MossVoiceAgent extends livekit.agents.Agent. The @function_tool decorator exposes moss_search to the LLM. The index is pre-loaded at session start so retrieval stays in local memory.
from __future__ import annotations
import json, logging, os
from typing import Annotated
from dotenv import load_dotenv
from livekit.agents import Agent, AgentSession, JobContext, WorkerOptions, cli, function_tool
from livekit.plugins import cartesia, deepgram, openai, silero
from moss import MossClient, QueryOptions

load_dotenv()

VOICE_RULES = """
- Speak in short, natural sentences — this is a phone call, not a chat UI.
- Never read out bullet points, markdown, URLs, or document IDs.
- Never mention searching or databases.
- If you cannot find the answer, say so and offer to help with something else.
"""

class MossVoiceAgent(Agent):
    def __init__(self, moss_client: MossClient, index_name: str, instructions: str):
        super().__init__(instructions=instructions + VOICE_RULES)
        self._moss = moss_client
        self._index_name = index_name

    @function_tool
    async def moss_search(
        self,
        query: Annotated[str, "Concise query capturing what the caller wants to know."],
    ) -> str:
        """Retrieve relevant information to answer the caller's question.
        Call this whenever you need factual context before responding.
        """
        result = await self._moss.query(
            self._index_name, query, QueryOptions(top_k=5, alpha=0.5)
        )
        if not result.docs:
            return "No relevant information found."
        return "\n\n---\n\n".join(doc.text for doc in result.docs)

async def entrypoint(ctx: JobContext) -> None:
    await ctx.connect()

    # Resolve persona from room metadata: {"persona": "customer_support"}
    metadata = json.loads(ctx.room.metadata or "{}")
    persona_id = metadata.get("persona", "customer_support")

    with open("personas.json", encoding="utf-8") as f:
        personas = json.load(f)
    persona = personas.get(persona_id, next(iter(personas.values())))
    moss_client = MossClient(os.environ["MOSS_PROJECT_ID"], os.environ["MOSS_PROJECT_KEY"])
    await moss_client.load_index(persona["index_name"])  # pull into local memory

    agent = MossVoiceAgent(moss_client, persona["index_name"], persona["instructions"])

    session = AgentSession(
        stt=deepgram.STT(model="nova-2"),
        llm=openai.LLM(model="gpt-4.1-mini"),
        tts=cartesia.TTS(),
        vad=silero.VAD.load(),
    )
    await session.start(agent=agent, room=ctx.room)

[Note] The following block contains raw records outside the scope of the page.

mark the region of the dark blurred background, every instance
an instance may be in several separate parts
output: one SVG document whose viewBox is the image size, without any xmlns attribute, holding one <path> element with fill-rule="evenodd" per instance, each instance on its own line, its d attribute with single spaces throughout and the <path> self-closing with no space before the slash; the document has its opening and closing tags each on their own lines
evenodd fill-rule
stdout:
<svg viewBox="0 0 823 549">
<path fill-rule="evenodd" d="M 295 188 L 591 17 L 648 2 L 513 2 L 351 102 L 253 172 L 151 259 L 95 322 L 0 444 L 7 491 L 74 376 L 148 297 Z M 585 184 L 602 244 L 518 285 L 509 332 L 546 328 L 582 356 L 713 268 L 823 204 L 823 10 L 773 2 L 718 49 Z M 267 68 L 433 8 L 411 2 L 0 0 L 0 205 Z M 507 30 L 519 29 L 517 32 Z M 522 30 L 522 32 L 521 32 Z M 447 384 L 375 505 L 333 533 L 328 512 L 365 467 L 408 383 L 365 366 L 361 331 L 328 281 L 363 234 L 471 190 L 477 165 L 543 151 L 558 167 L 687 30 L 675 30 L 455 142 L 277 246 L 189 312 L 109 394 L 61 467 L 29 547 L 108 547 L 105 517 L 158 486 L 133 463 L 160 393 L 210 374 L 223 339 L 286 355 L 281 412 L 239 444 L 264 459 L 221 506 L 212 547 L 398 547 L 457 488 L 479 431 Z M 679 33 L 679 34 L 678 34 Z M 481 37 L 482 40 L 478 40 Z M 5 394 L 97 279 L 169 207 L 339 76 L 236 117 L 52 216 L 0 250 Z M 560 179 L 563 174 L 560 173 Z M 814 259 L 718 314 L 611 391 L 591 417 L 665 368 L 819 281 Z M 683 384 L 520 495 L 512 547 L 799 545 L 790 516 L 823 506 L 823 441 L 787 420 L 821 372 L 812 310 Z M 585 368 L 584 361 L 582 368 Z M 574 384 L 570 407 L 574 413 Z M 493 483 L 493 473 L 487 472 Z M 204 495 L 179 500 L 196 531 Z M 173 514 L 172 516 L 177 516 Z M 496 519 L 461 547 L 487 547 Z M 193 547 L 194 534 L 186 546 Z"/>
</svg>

if __name__ == "__main__":
    cli.run_app(WorkerOptions(entrypoint_fnc=entrypoint))
6

Start the agent and connect

# Development (auto-reloads on file changes)
python agent.py dev

# Production
python agent.py start
Open the LiveKit Agents Playground, enter your LiveKit credentials, and connect. To test a different persona, set the room metadata before connecting:
{"persona": "product_faq"}

Switching personas at call time

The persona is resolved from room metadata at the start of each session. This means you can route different callers to different knowledge bases — support line vs. product FAQ vs. HR helpdesk — from a single running agent process.
Room metadataPersona loadedMoss index searched
{"persona": "customer_support"}Customer supportcustomer_support
{"persona": "product_faq"}Product specialistproduct_faq
{"persona": "hr_policies"}HR assistanthr_policies
Adding a new persona is three steps: add files to a docs folder, run create_index.py, and add a new entry to personas.json. No restart required.